Powell J E, Langley C, Kirwan J, Gubbay D, Memel D, Pollock J, Means R, Hewlett S
Faculty of Health and Social Care, University of the West of England, Bristol, Glenside Campus, Blackberry Hill, Stapleton, Bristol BS16 1DD, UK.
Rheumatology (Oxford). 2004 Sep;43(9):1167-72. doi: 10.1093/rheumatology/keh278. Epub 2004 Jun 22.
To quantify the set-up costs and monetary benefits of a welfare rights service integrated within an NHS service provider, that selects eligible patients using the Health Assessment Questionnaire (HAQ) and offers welfare rights advice to assist in application for Disability Living Allowance and Attendance Allowance.

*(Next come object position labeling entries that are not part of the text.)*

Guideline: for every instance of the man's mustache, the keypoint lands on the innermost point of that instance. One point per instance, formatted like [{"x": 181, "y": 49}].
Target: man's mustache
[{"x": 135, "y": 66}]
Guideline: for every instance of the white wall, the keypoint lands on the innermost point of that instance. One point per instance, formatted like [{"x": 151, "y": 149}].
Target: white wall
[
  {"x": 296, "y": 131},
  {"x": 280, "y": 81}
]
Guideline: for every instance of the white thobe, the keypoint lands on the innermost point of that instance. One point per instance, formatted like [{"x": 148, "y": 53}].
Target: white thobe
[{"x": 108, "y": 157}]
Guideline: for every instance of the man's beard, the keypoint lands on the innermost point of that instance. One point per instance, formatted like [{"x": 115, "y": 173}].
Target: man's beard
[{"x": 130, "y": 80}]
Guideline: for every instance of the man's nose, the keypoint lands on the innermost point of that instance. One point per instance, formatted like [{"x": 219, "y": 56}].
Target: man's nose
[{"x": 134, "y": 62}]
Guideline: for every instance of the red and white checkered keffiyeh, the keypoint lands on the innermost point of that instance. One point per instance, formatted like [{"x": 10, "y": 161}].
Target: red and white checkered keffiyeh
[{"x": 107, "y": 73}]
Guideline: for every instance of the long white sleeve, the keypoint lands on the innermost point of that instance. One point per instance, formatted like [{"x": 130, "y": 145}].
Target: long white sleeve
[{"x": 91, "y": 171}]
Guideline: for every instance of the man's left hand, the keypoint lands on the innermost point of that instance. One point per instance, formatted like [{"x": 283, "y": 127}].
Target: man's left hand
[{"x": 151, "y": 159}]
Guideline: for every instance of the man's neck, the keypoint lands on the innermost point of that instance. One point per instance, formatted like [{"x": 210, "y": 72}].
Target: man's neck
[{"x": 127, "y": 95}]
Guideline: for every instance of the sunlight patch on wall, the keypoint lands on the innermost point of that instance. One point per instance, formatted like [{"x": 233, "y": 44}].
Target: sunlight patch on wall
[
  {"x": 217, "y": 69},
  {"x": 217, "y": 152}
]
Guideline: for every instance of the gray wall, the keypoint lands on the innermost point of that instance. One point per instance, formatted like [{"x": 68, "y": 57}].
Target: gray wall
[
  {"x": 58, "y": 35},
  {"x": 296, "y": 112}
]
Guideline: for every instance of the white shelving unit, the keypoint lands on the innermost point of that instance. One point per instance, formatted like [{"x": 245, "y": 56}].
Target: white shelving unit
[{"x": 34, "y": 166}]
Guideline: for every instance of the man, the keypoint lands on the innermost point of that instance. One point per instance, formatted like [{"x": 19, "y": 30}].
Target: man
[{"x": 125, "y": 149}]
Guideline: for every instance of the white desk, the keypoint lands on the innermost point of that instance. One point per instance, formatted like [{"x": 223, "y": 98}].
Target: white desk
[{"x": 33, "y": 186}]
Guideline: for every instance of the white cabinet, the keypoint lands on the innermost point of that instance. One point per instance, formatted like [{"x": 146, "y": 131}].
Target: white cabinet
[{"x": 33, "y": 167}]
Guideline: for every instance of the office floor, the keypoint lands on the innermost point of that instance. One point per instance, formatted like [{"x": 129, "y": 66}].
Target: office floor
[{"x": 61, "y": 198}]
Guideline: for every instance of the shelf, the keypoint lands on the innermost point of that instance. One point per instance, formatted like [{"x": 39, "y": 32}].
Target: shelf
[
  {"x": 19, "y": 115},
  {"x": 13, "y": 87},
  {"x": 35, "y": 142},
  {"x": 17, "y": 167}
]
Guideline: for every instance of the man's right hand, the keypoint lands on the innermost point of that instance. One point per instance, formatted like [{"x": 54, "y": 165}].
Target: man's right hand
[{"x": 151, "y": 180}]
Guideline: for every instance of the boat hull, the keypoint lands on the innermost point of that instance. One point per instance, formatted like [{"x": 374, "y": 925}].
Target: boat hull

(1) DESIGN: a cost evaluation of a social intervention, screening with the HAQ and welfare rights advice in primary care and hospital settings. (2) SETTING: Eight general practices and four hospital rheumatology out-patient departments were selected from four localities in the southwest of England. (3) PARTICIPANTS: Two hundred and sixty-eight eligible patients with arthritis accepted an interview with a welfare rights officer (WRO) from a sample of 1989 service users identified from GPs' records and hospital out-patient lists. Two hundred and forty two service users expressed an interest in take up of the social intervention. (4) Service users with a HAQ score >/=1.5 were contacted by telephone and offered an appointment with an experienced WRO to help them complete a welfare benefit application form. A 'micro-costing' study was undertaken with assessment of monetary benefits received.
The indicative set-up costs of similar welfare rights services are pound 8125 in a GP setting and pound 9307 per annum in a hospital setting at 2002 prices. Total annual unclaimed Disability Living Allowance/Attendance Allowance granted to successful claimants was pound 184,382 in the GP setting (n = 84 from 137) and pound 169,309 in the hospital setting (n = 79 from 131).
Welfare rights advice received during a visit to a GP practice or a hospital out-patient department can substantially reduce the level of unclaimed benefit in arthritic populations including the elderly; with mobility and care difficulties. A welfare rights service integrated within a GP practice or hospital that screens people with arthritis using HAQ scores and encourages those with scores >/=1.5 to see a WRO for help with welfare benefit confers monetary benefits for service users that substantially outweigh set-up costs.
量化整合于国民健康服务(NHS)服务提供商内的福利权益服务的设立成本和货币收益。该服务使用健康评估问卷(HAQ)筛选符合条件的患者,并提供福利权益建议,以协助申请残疾生活津贴和护理津贴。
(1)设计:一项社会干预的成本评估,在初级保健和医院环境中使用HAQ进行筛查并提供福利权益建议。(2)设置:从英格兰西南部的四个地区选取了8家全科诊所和4家医院的风湿病门诊部门。(3)参与者:从全科医生记录和医院门诊名单中确定的1989名服务使用者样本中,268名符合条件的关节炎患者接受了福利权益官员(WRO)的访谈。242名服务使用者表示有兴趣接受社会干预。(4)对HAQ评分≥1.5的服务使用者进行电话联系,并安排与经验丰富的WRO预约,以帮助他们填写福利津贴申请表。进行了一项“微观成本核算”研究,评估获得的货币收益。
以2002年的价格计算,类似福利权益服务在全科诊所环境中的指示性设立成本为8125英镑,在医院环境中为每年9307英镑。成功申请者获得的年度未申领残疾生活津贴/护理津贴总额在全科诊所环境中为184382英镑(137人中84人),在医院环境中为169309英镑(131人中79人)。
在全科诊所或医院门诊就诊期间获得的福利权益建议可大幅降低关节炎患者群体(包括老年人,存在行动和护理困难)未申领福利的水平。整合于全科诊所或医院内的福利权益服务,使用HAQ评分筛选关节炎患者,并鼓励评分≥1.5的患者寻求WRO帮助申请福利津贴,为服务使用者带来的货币收益大大超过设立成本。